SOUR SPICY PINEAPPLE CURRY (pacheri nanas)
Yield: 4-6 servings
Source: "Green Mangoes and Lemon Grass" by Wendy Hutton
Book Info:
http://tgcmagazine.com/bin/track/click.cgi?id=160
INGREDIENTS
- 1 medium under-rip fresh pineapple (about 3 pounds), peeled,
quartered lengthways, core discarded, each quarter halved across
- 3-4 cups water
- 1-1/2 teaspoons turmeric powder
- 3 tablespoons vegetable oil
- 1 large red or brown onion, thinly sliced
- 1 whole star anise
- 6 cardamom pods, slit and bruised
or 1/4 teaspoon cardamom seeds or ground cardamom
- 2 inch cinnamon
- 8 cloves
- 4 cloves garlic, minced
- 2 inch ginger, minced
- 1 teaspoon salt
- 1 tablespoon sugar, or more to taste
- 2-3 large red chilies, halved lengthways leaving stem attached
DIRECTIONS
Put the pineapple in a medium saucepan and add just enough
water to cover. Add the turmeric, stir, then bring to the boil.

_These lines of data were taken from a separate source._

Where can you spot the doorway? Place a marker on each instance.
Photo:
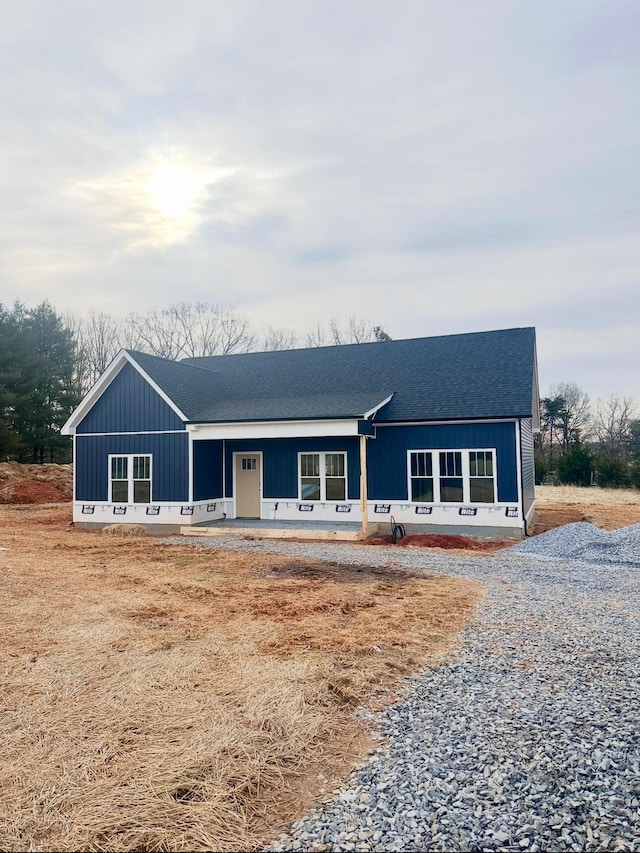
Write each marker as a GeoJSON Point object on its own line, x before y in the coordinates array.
{"type": "Point", "coordinates": [248, 471]}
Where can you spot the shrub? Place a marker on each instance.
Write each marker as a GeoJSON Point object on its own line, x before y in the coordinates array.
{"type": "Point", "coordinates": [575, 466]}
{"type": "Point", "coordinates": [611, 473]}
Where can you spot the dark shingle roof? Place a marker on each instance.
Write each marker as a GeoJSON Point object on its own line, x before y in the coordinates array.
{"type": "Point", "coordinates": [469, 376]}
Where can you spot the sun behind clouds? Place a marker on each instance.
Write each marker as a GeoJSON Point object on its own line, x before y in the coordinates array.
{"type": "Point", "coordinates": [174, 190]}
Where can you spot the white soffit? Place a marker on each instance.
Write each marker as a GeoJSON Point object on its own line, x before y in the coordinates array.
{"type": "Point", "coordinates": [273, 429]}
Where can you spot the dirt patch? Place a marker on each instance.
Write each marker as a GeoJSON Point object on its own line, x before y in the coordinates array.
{"type": "Point", "coordinates": [162, 698]}
{"type": "Point", "coordinates": [30, 484]}
{"type": "Point", "coordinates": [443, 541]}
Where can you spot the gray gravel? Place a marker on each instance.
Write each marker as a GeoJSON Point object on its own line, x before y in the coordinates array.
{"type": "Point", "coordinates": [529, 740]}
{"type": "Point", "coordinates": [584, 541]}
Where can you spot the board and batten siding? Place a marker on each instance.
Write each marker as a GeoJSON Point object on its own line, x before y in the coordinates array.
{"type": "Point", "coordinates": [528, 465]}
{"type": "Point", "coordinates": [170, 466]}
{"type": "Point", "coordinates": [207, 470]}
{"type": "Point", "coordinates": [387, 454]}
{"type": "Point", "coordinates": [129, 404]}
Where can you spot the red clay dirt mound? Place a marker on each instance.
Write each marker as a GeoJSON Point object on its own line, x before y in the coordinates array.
{"type": "Point", "coordinates": [448, 541]}
{"type": "Point", "coordinates": [29, 484]}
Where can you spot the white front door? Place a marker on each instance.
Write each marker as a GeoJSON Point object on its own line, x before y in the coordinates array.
{"type": "Point", "coordinates": [248, 476]}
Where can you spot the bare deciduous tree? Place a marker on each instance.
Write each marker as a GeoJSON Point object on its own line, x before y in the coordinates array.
{"type": "Point", "coordinates": [354, 330]}
{"type": "Point", "coordinates": [574, 417]}
{"type": "Point", "coordinates": [613, 424]}
{"type": "Point", "coordinates": [99, 337]}
{"type": "Point", "coordinates": [278, 339]}
{"type": "Point", "coordinates": [190, 331]}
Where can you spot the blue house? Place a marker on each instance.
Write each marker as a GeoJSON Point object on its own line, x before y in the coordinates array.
{"type": "Point", "coordinates": [436, 432]}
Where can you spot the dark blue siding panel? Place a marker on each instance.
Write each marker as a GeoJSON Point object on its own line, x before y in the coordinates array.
{"type": "Point", "coordinates": [170, 464]}
{"type": "Point", "coordinates": [387, 454]}
{"type": "Point", "coordinates": [207, 470]}
{"type": "Point", "coordinates": [280, 461]}
{"type": "Point", "coordinates": [528, 467]}
{"type": "Point", "coordinates": [130, 404]}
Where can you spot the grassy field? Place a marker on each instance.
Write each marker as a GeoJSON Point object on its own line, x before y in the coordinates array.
{"type": "Point", "coordinates": [158, 698]}
{"type": "Point", "coordinates": [606, 508]}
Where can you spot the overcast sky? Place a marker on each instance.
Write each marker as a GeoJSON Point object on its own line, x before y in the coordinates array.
{"type": "Point", "coordinates": [434, 166]}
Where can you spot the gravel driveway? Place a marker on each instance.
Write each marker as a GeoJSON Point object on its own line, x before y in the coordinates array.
{"type": "Point", "coordinates": [527, 741]}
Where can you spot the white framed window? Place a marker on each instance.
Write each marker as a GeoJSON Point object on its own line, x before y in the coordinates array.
{"type": "Point", "coordinates": [130, 478]}
{"type": "Point", "coordinates": [452, 476]}
{"type": "Point", "coordinates": [322, 476]}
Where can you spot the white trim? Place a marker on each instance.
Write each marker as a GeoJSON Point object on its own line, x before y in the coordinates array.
{"type": "Point", "coordinates": [535, 405]}
{"type": "Point", "coordinates": [138, 432]}
{"type": "Point", "coordinates": [224, 469]}
{"type": "Point", "coordinates": [465, 476]}
{"type": "Point", "coordinates": [130, 479]}
{"type": "Point", "coordinates": [276, 429]}
{"type": "Point", "coordinates": [519, 468]}
{"type": "Point", "coordinates": [235, 454]}
{"type": "Point", "coordinates": [103, 383]}
{"type": "Point", "coordinates": [468, 421]}
{"type": "Point", "coordinates": [323, 476]}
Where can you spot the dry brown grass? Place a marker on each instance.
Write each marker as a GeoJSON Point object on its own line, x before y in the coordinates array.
{"type": "Point", "coordinates": [21, 483]}
{"type": "Point", "coordinates": [160, 698]}
{"type": "Point", "coordinates": [606, 508]}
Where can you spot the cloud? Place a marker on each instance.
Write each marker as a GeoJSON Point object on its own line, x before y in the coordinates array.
{"type": "Point", "coordinates": [437, 167]}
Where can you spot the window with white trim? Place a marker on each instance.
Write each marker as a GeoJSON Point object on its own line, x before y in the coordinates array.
{"type": "Point", "coordinates": [130, 478]}
{"type": "Point", "coordinates": [322, 476]}
{"type": "Point", "coordinates": [452, 476]}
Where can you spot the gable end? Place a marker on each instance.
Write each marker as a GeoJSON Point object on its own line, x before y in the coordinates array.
{"type": "Point", "coordinates": [129, 404]}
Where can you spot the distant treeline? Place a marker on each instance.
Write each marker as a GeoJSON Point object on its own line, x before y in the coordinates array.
{"type": "Point", "coordinates": [584, 444]}
{"type": "Point", "coordinates": [48, 361]}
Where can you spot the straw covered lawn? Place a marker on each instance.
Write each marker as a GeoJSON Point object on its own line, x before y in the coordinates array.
{"type": "Point", "coordinates": [161, 698]}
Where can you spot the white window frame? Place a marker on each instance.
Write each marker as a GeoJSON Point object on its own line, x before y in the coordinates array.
{"type": "Point", "coordinates": [130, 479]}
{"type": "Point", "coordinates": [323, 476]}
{"type": "Point", "coordinates": [466, 474]}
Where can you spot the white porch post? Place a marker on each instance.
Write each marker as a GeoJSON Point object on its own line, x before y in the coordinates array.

Lower the heat and simmer uncovered for 10 minutes, then drain,
discarding the liquid. Cut the pineapple into bite-sized pieces.
Wash and dry saucepan and return to heat with the oil. When
moderately hot, add the onion, star anise, cardamom, cinnamon,
and cloves and stir-fry over medium heat for 2 minutes. Add the
garlic and ginger and stir-fry over low-medium heat, 2 minutes.
Add 1 cup water, salt, and sugar. Bring to a boil and simmer
uncovered, 2 minutes.
Put in the pineapple and chili and simmer 2 minutes. Taste and
add more sugar if desired. Serve hot with rice and other dishes.